The Importance of Connection
One of the core tenets of The Warrior’s Way® material is the importance of connection. We are inextricably interconnected to the world around us; a part of a larger whole. Much of our experiences, especially traumatic experiences, can separate us from that whole. Thus, if clients believe that therapists are providing beneficial help, then they feel more connected and healing can take place. There are a few components to developing this healing belief.
First, if rapport is developed between therapists and clients, then clients begin feeling supported. Second, feeling supported, clients are likely to do what therapists suggest for healing. Third, the actions that clients take give them experiences that allow them to understand themselves in new ways. Finally, healing experiences improve rapport with therapists, which leads to feeling supported, which then leads to taking more action.

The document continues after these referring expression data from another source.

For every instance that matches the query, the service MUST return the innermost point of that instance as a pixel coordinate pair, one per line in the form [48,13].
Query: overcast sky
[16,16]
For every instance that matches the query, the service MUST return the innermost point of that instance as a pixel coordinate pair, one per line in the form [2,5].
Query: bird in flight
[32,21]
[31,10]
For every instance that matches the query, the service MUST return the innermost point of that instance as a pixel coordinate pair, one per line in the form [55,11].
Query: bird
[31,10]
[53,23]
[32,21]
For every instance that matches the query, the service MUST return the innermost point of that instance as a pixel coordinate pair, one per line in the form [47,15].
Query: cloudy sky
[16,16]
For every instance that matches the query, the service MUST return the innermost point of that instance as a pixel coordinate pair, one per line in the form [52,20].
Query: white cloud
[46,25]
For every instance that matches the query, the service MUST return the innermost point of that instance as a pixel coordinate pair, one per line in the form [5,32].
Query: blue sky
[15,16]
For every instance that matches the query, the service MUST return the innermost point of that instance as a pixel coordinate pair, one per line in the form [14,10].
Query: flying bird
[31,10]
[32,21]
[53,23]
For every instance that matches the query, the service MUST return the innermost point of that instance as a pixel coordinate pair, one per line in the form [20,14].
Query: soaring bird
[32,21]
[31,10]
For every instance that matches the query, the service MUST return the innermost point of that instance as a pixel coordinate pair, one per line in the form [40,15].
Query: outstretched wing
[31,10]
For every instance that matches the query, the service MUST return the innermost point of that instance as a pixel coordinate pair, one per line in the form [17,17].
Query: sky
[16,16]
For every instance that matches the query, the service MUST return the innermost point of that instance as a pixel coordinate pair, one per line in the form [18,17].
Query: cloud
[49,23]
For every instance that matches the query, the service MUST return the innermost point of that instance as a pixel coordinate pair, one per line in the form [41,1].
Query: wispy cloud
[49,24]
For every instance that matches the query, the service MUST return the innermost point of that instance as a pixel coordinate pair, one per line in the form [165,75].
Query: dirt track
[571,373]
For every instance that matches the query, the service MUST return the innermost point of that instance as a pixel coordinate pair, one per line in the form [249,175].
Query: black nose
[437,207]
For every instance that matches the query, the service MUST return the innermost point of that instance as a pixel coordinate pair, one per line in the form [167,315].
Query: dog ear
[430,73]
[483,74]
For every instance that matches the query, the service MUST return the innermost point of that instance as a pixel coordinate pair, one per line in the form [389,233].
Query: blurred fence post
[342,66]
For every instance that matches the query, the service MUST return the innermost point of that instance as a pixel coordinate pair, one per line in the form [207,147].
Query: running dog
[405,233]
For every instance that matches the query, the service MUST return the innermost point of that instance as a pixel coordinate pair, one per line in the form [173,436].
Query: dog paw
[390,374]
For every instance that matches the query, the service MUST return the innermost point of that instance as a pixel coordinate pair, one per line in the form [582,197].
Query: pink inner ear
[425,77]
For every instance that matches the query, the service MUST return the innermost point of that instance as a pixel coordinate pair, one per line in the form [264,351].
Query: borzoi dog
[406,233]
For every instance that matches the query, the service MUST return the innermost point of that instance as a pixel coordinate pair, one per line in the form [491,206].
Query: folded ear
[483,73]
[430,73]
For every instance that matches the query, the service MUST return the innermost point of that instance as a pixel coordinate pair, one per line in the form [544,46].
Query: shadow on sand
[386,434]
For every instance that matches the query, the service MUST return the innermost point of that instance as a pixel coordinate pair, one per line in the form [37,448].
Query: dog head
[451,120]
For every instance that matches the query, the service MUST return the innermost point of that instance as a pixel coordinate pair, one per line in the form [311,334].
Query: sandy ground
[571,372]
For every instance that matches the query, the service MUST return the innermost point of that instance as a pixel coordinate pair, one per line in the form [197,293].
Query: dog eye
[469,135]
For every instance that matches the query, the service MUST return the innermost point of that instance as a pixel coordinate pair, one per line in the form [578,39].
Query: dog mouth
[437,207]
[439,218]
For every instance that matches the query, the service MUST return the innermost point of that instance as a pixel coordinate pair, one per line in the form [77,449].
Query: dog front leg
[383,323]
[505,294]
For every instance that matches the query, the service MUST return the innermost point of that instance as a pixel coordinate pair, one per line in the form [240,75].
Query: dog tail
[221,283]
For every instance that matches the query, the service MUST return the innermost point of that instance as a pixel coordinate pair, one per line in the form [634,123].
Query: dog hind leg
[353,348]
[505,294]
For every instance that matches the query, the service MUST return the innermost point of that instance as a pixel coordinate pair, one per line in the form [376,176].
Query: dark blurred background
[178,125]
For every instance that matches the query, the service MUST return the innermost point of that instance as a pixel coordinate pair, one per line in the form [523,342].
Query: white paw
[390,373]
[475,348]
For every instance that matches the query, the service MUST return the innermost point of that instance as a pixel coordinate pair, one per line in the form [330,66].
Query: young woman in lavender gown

A spiral of trust is built that shifts clients from their separate illusory reality to being reconnected to reality itself.
How is this relevant to climbing performance?
When we dissect the climbing experience, we see separate parts: climber, belayer, rock, etc. If we operate from the separate illusory perception of “climber,” then we’ll perform poorly. We won’t trust ourselves to solve the struggles we encounter; we won’t trust our belayers to give us a proper catch if we fall; we won’t trust that the difficulties we encounter on the rock can be solved. Thus, we feel unsupported, isolated, and alone, making it difficult to engage the situation.
“Healing” occurs when we move in the direction of connection. We develop rapport by communicating with our belayers about how we want to be supported. This shifts how belayers coach us so the coaching is oriented in ways that help us the most. Feeling supported, we’re more likely to keep our attention on task so we can take action. Taking action gives us new experiences that change how we understand what’s possible for us. The whole process creates a spiral of trust that helps us engage our struggles with courage. We’ll be more likely to trust in the process of solving the difficulties we encounter on the rock.
If our beliefs move us in the direction of connection, then we can move beyond our limitations. We move from an illusory separate reality towards reality itself. Instead of perceiving ourselves as separate ego identities that have to fight with the rock, we see ourselves as parts of something larger and find ways to blend with it. This perspective helps us integrate into the larger whole. This is healing. We feel connected, knowing that we don’t have to struggle alone. We can count on and trust something larger than ourselves.
Practice tip: Blend for Mastery
You serve something larger than yourself when you climb: the performance. Climber and climb come together to create mastery. Don’t focus on your strengths to the exclusion of the climb’s challenges; don’t focus on your weaknesses and allow the climb’s challenges to discourage you. Integrate climber and climb into a larger whole—a masterful performance—by focusing on blending the two together. Follow this three-step process:
- Assess strengths and weaknesses: Reflect on the last few months of climbing and training to get a sense of your current strengths and weaknesses. Knowing this will help you use your strengths to mitigate your weaknesses.
- Assess the climb: What skills will the climb require? Is it a technical climb, an endurance climb, or one that requires a specific skill?
- Blend: Focus on how you’ll apply your strengths to the specific challenges of the climb. Focus on blending so you serve something larger than yourself to create a masterful performance.